Ricostruendo brevemente le motivazioni della sentenza, la Cassazione evidenzia come il termine “operazione’” descriva in realtà un concetto semanticamente più ampio rispetto al termine “azione”. Quest’ultimo indica infatti una condotta meramente attiva quando invece la ratio del reato così come plasmato dal legislatore ricomprende l’insieme delle condotte tanto attive quanto omissive coordinate alla realizzazione di un piano.
Pertanto, in conclusione, la fattispecie oggettiva del reato in esame può ben essere integrata dalla violazione deliberata, sistematica e protratta nel tempo dei doveri degli amministratori concernenti il versamento degli obblighi contributivi e previdenziali, con prevedibile aumento dell’esposizione debitoria della società.

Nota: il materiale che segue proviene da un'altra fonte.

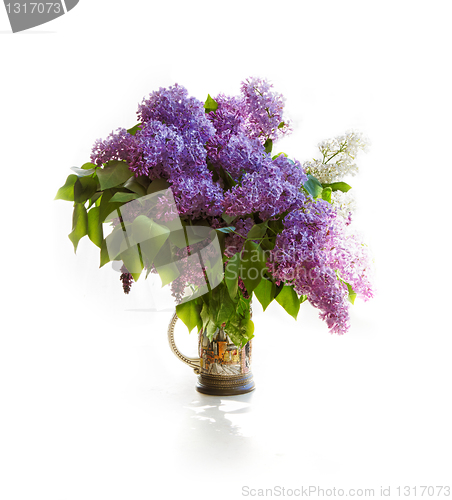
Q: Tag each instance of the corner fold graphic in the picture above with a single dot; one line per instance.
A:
(70, 4)
(26, 15)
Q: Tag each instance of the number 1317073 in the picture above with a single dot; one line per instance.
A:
(33, 8)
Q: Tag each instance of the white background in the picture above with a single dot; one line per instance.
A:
(93, 404)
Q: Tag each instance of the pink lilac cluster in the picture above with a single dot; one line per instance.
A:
(217, 163)
(316, 255)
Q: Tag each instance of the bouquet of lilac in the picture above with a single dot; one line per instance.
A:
(195, 193)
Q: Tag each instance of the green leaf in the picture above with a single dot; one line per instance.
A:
(88, 166)
(313, 186)
(84, 188)
(166, 268)
(326, 194)
(279, 154)
(229, 229)
(338, 186)
(257, 231)
(104, 254)
(66, 192)
(114, 173)
(107, 209)
(123, 197)
(190, 313)
(134, 129)
(95, 231)
(265, 292)
(288, 299)
(226, 307)
(208, 325)
(268, 145)
(79, 224)
(113, 244)
(240, 331)
(81, 172)
(95, 198)
(231, 274)
(210, 104)
(253, 265)
(157, 185)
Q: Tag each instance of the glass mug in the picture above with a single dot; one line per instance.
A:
(223, 369)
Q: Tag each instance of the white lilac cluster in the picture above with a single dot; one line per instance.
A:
(344, 203)
(338, 157)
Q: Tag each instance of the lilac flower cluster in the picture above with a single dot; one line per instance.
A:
(216, 164)
(316, 255)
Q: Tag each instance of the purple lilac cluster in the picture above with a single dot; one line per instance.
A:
(189, 148)
(274, 189)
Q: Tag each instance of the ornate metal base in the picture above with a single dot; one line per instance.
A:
(216, 385)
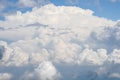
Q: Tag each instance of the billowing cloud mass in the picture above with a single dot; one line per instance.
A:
(59, 43)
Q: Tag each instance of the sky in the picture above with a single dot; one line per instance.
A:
(103, 8)
(59, 40)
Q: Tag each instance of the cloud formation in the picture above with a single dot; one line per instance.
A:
(59, 43)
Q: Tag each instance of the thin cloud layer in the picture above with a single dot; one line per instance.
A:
(59, 43)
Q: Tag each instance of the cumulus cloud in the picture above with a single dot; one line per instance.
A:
(32, 3)
(59, 43)
(115, 0)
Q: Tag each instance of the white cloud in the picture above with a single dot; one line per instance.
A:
(27, 3)
(32, 3)
(55, 42)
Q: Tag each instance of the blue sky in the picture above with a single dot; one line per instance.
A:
(109, 9)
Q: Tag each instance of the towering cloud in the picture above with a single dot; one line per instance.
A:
(59, 43)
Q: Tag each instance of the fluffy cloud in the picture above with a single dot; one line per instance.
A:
(59, 42)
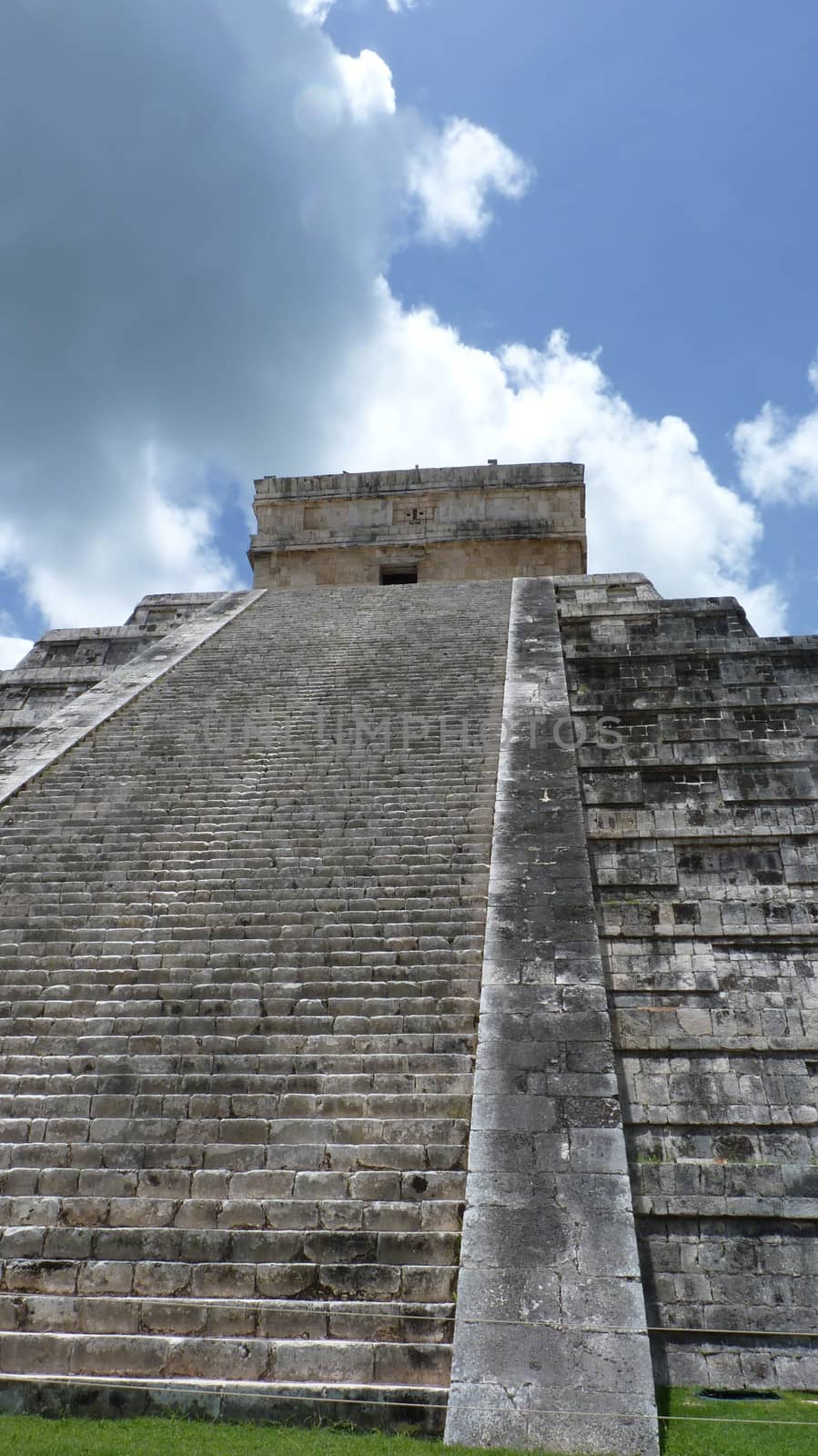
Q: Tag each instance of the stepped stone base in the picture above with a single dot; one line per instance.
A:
(255, 1159)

A completamento della sua analisi, la Cassazione si sofferma anche sul profilo soggettivo del reato in commento affermando come, distintamente dal reato di bancarotta fraudolenta per aver cagionato con dolo il fallimento della società, in cui è richiesto il dolo diretto di danno, nella fattispecie in analisi è richiesto solo il dolo generico ricomprendendo dunque un parco più ampio di condotte.

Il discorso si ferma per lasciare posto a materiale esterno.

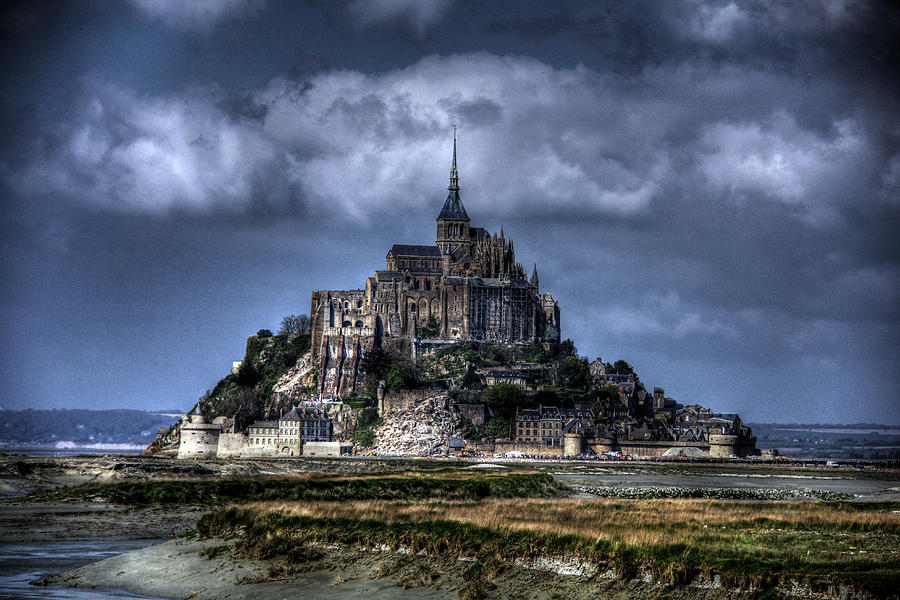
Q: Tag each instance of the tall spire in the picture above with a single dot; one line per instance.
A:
(454, 175)
(453, 209)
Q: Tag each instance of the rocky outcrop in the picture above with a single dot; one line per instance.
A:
(420, 430)
(292, 386)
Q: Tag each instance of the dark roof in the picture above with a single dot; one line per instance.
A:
(410, 250)
(500, 373)
(291, 416)
(528, 414)
(453, 209)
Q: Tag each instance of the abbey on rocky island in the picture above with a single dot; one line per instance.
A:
(466, 287)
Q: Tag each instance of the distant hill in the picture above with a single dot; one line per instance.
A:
(81, 427)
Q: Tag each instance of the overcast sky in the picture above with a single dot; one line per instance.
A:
(711, 190)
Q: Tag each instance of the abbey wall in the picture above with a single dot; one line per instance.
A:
(468, 286)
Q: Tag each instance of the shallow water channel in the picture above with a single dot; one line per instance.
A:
(21, 562)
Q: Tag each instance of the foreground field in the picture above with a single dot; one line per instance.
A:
(476, 533)
(747, 545)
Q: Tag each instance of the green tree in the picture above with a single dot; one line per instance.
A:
(376, 362)
(503, 396)
(471, 380)
(573, 372)
(368, 418)
(621, 367)
(364, 438)
(431, 329)
(499, 428)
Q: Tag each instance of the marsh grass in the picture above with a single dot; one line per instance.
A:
(452, 484)
(746, 543)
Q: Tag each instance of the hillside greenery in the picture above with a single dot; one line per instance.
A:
(319, 487)
(750, 545)
(244, 394)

Il fallimento, dunque, è solo un effetto, dal punto di vista della causalità materiale, di una condotta volontaria, ma non intenzionalmente diretta a produrre il dissesto fallimentare. Ciò significa che non è necessaria la volontà diretta a provocare il dissesto, essendo sufficiente la consapevolezza di porre in essere un’operazione che, concretandosi in un abuso o in un’infedeltà nell’esercizio della carica ricoperta o in un atto intrinsecamente pericoloso per la salute economico finanziaria della società, determini l’astratta prevedibilità dell’insolvenza.